As of last week, it looks like demolition could very well move ahead. According to Baltimore Brew, an administrative hearings officer with the city declared in a written decision that the planned demolition of the entire block in question to make way for a park was “valid, legal, and proper” despite Brooks’ claim that federal and state funds were involved with the demolition project and, were, therefore, invalid.

cab calloway house in baltimore
A blighted West Baltimore Block is the site of a fierce battle to prevent a former home of Cab and Blanche Calloway from being razed and turned into a park. (JGHowes/Wikimedia Commons)

As Baltimore Brew elaborates:

“Use of such funds would trigger a review by the Maryland Historical Trust because the properties are part of the Old West Baltimore National Register Historic District.”

“But the decision by Baltimore’s own preservation agency, CHAP, not to give the block a potential landmark designation undercut the argument that demolition would violate the National Historic Preservation Act, according to Purdie.”

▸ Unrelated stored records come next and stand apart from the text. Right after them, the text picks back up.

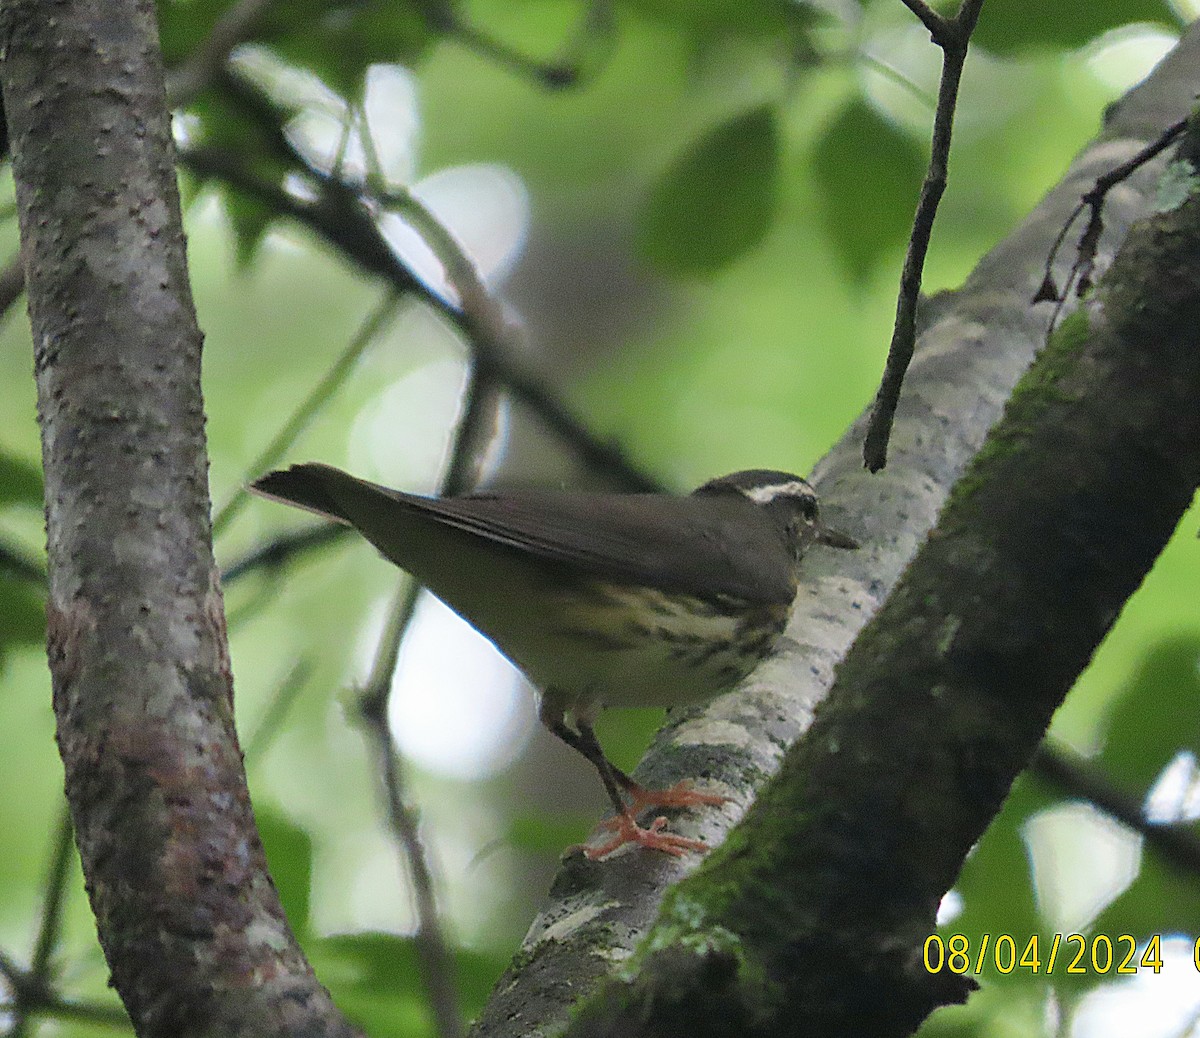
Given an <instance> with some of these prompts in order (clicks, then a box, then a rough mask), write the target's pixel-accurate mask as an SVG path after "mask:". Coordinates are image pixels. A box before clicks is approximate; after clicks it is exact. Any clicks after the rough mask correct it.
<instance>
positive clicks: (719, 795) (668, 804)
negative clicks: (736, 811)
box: [625, 780, 730, 815]
mask: <svg viewBox="0 0 1200 1038" xmlns="http://www.w3.org/2000/svg"><path fill="white" fill-rule="evenodd" d="M625 792H626V793H629V797H630V799H631V800H632V802H634V804H632V808H631V809H630V810H631V811H632V814H635V815H637V814H640V812H641V811H644V810H646V809H647V808H696V806H700V805H701V804H709V805H713V806H720V805H721V804H724V803H727V802H728V799H730V798H728V797H722V796H720V794H719V793H698V792H696V791H695V790H694V788H692V787H691V782H689V781H686V780H684V781H682V782H676V784H674V785H673V786H671V787H670V788H668V790H647V788H646V786H638V785H637V782H631V784H630V786H629V788H628V790H626V791H625Z"/></svg>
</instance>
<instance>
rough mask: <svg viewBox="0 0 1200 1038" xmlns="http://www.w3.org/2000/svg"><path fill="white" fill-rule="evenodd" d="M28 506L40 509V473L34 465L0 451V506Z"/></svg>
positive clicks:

The Druid Heights Community Development Corporation has argued that a park honoring Calloway’s legacy would better benefit the community than “a tourist attraction proposed by outsiders who have harassed and defamed the Druid Heights CDC,” to quote CDC executive director Anthony Pressley at last week’s hearing. Pressley has openly sparred with Brooks and others who are campaigning to halt the demolition, leading to an ongoing fray over the future of a wrecking ball-ready address that Baltimore Brew says has been “mired in name-calling and political intrigue.” (Baltimore Mayor Jack Young and Pinkett have remained mum on the issue.)

Granting Reed’s former rowhouse on N. Carey Street city landmark status could, perhaps, be viewed as a compromise of sorts—“salve to the wound” per the Business Journal—now that it seems all but certain efforts to save the Calloway-linked decaying abode on Druid Hill Avenue may have reached a final blockade.

As reported by the Sun, Marti Pitrelli, a local preservation activist who is working alongside Brooks, attended this week’s CHAP meeting and expressed that the “Calloway family whole-heartedly supports” the landmark designation of 1316 N. Carey Street. She added that Brooks has also made it “abundantly clear” that 2216 Druid Hill Avenue also must be preserved.